Monday, March 12, 2007

What kind of person do you need for Agile?

What kind of people does it take to be successful with Agile? I have learned that there are some attributes that are critical for success. If you don't have many if not most of these qualities, you or your team will suffer the consequences. As you are developing your team (and perhaps hiring people outside of your company) think about these things as you are determining who will be on your Agile teams:

Team Player - Agile is focused around communication and collaboration with other team members. If you can't play well with others, you will have a difficult time. If you are uncomfortable communicating within a team, you need to get out of your comfort zone. You are not doing Agile if you sit somebody in a corner to code.

Disciplined - Many people when seeing Agile for the first time think it is very informal and therefore undisciplined. I have experienced first hand that it takes a lot of discipline. There is never really down time. With shorter iterations, every minute really counts. You must be organized with your time. You must think how to be more efficient. You must constantly be thinking about the architecture, how to test, how to redesign, integration, builds. These can happen on at least a daily basis if not more frequently. This takes discipline!

Adaptable - As Agile requires the flexibility in the process to embrace change, so should each individual have the same approach. Processes will be constantly improving. Code and design will be changing. Customers will have the opportunity to change their minds more often. If you don't like change, you will have difficulty with Agile. You must accept that change will happen and prepare for it mentally.

Takes Initiative - Agile requires that the team be aware of not only what the customer needs but always looking for ways to improve the quality of the deliverables. Creating tests, looking at design, code review, refactoring takes initiative.
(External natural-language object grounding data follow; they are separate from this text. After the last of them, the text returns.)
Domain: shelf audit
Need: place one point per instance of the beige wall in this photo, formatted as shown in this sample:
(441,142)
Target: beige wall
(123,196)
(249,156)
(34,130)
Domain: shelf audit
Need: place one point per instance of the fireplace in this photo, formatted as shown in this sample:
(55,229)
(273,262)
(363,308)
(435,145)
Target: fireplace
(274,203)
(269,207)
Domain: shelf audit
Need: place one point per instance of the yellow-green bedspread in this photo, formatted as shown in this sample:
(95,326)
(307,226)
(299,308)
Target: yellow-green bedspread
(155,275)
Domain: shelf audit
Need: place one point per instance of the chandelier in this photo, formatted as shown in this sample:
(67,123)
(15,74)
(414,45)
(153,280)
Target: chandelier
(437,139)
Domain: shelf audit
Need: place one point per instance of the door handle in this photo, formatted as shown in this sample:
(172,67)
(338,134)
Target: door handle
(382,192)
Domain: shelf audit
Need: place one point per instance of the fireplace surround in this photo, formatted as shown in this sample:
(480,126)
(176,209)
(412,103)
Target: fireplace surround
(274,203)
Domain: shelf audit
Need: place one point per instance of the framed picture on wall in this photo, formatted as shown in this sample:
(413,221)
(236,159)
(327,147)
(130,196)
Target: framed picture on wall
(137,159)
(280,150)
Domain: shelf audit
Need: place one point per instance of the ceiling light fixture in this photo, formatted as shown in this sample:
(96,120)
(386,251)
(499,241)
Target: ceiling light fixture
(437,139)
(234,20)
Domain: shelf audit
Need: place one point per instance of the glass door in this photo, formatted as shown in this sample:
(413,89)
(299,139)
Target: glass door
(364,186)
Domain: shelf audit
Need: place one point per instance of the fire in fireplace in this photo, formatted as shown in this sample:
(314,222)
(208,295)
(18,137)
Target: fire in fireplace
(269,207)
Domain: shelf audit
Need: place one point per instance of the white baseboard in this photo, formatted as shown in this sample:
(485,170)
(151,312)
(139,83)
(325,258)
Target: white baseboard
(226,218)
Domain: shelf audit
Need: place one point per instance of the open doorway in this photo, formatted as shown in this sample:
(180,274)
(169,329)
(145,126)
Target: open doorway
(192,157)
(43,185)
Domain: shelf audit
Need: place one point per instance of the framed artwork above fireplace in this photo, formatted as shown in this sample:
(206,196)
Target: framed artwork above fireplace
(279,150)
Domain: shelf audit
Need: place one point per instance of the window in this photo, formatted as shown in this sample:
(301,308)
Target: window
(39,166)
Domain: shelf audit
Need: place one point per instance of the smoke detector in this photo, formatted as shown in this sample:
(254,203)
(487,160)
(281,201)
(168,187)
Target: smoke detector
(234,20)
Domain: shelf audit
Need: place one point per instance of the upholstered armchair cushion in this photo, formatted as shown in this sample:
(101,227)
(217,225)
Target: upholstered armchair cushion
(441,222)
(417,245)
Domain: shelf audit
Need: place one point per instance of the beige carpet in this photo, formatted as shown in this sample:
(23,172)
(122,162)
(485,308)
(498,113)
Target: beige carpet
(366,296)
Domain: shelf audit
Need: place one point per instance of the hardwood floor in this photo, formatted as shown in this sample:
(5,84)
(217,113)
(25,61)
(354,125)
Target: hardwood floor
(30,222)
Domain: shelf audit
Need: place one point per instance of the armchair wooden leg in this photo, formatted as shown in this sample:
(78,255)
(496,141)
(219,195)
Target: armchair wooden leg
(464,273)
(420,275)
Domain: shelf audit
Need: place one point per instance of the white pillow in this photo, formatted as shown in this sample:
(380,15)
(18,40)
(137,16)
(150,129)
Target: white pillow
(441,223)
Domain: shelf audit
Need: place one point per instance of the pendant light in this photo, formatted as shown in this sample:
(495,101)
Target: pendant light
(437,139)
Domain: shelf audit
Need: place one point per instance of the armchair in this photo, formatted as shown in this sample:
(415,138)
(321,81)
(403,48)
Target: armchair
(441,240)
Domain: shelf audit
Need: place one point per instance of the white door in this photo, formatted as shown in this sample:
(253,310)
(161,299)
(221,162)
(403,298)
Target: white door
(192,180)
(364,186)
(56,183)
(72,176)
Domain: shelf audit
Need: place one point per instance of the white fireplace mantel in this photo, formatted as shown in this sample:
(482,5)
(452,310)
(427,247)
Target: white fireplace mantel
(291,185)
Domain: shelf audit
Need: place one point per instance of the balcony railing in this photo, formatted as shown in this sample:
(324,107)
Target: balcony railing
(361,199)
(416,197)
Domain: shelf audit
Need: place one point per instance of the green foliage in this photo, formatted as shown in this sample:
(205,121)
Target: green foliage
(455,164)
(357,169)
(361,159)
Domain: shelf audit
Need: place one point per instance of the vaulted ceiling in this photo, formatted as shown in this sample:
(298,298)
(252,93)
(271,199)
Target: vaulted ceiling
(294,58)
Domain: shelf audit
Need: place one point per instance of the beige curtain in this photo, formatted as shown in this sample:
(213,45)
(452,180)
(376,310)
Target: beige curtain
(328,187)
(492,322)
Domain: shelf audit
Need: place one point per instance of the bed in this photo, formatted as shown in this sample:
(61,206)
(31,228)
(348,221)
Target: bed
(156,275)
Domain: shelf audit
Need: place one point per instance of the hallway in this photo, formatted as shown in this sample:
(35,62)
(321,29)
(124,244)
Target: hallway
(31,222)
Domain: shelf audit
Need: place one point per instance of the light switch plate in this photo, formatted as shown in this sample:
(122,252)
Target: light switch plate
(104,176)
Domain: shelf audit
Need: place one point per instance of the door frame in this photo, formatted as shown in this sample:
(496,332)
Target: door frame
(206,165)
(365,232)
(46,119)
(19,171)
Each person is expected to tell the team what needs to happen and sign up for tasks along the way. That takes initiative!

Self-managed - Though most Agile teams have some kind of manager or coach present, whether that be a Project Manager, Scrum Master, or Agile Coach, the ultimate goal is for the team to be self-organizing. If management is present, it is only there as help from the team to remove impediments and may be involved to report progress to stakeholders outside of the team. The team is responsible for taking what the customer wants and delivering it in increments. They must figure out how best to work as a team, who is going to take what, and know that each person is responsible for the team's success. In order to do this, each person cannot require somebody to assign tasks and have that person check progress. They can't be micro-managed but need to manage themselves against the team.

Experienced - Though Agile can work with some members of the team being junior-level, it does require experience from most of the team. Experience will technical skills. Experience with "soft" skills. Experience with Agile. Experience with the domain (customers, industries, products, services). The team will do better with the confidence that comes with experience. It is also crucial that junior-level people get up to speed quickly so they don't slow the team down. By developing in small increments and using techniques such as pair-programming, this can make the learning curve smoother.

Customer/Business Minded - Though most Agile teams have a dedicated customer, it doesn't free the team up to not worry about what the customer wants. In fact, I would say that Agile forces you to put yourself in the customer's shoes. "Am I doing what the customer wants?" "Does what I provide help the customer's business?" "Are there ways to help the customer be more successful?" I have seen people on teams who could care less about the customer but just want to go do their work. In the long term, this really won't work with Agile. Since everything is around prioritizing the work based on customer value, you can't be effective if you aren't thinking about the customer.

Did I cover them all? What other attributes can you think of that individuals need to possess?